A wonderful homage by a daughter to her father .. she celebrates his extraordinary life while processing her own grief. Shelley Klein is a gifted writer with the ability to convey her introspection and insight through the most elegiac prose.
Took me back to when I lost my dad and had to clear out my childhood home. Our house was nothing so special as this modernist masterpiece, but I could relate to so much of the grieving process described and the desire to hold on to all the memories contained within the four walls of a home.
Wonderful read, blending family history past and present. You feel the authors emotions, the highs and the lows. Heard it first on Radio 4 an was immediate the drawn to it.
Fascinating history of an unusual house, with really moving tales about the family for whom it was built. Not 5 stars, as it didn't flow as evenly as I would have liked.
Lovely book/memoir written by a loving daughter who tenderly tells the story of her artist/textile designer father as seen through the unusual house she grew up in. Recommended.
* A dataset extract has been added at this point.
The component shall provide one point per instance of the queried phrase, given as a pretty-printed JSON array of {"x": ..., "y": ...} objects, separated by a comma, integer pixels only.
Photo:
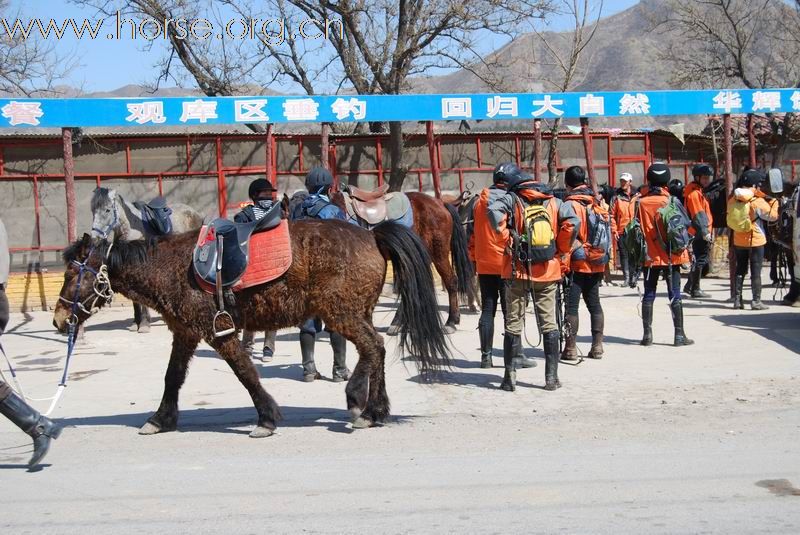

When Shelley Klein moved home to High Sunderland to take care of her elderly father, she was welcomed back into its glass rooms as the girl she once was, but the furniture and house plants she’d accumulated in the 30-years passed were not. This wasn’t wholly unexpected, however reignited a familiar tension between her and the man she both refuted and revered.
Part memoir, part heart-felt eulogy, Shelley maps her father’s life and career through the floorplan of the house he built for her and her siblings; from glass hallways, to the living and bedrooms, and finally to the garden where the children say their last goodbyes to an eccentric and fastidious, but ultimately adored father.
A touching and timely account of familial love, The See-Through House arrives with all the greater earnest in our period of lockdown, compelling readers to appreciate the importance of home and family anew.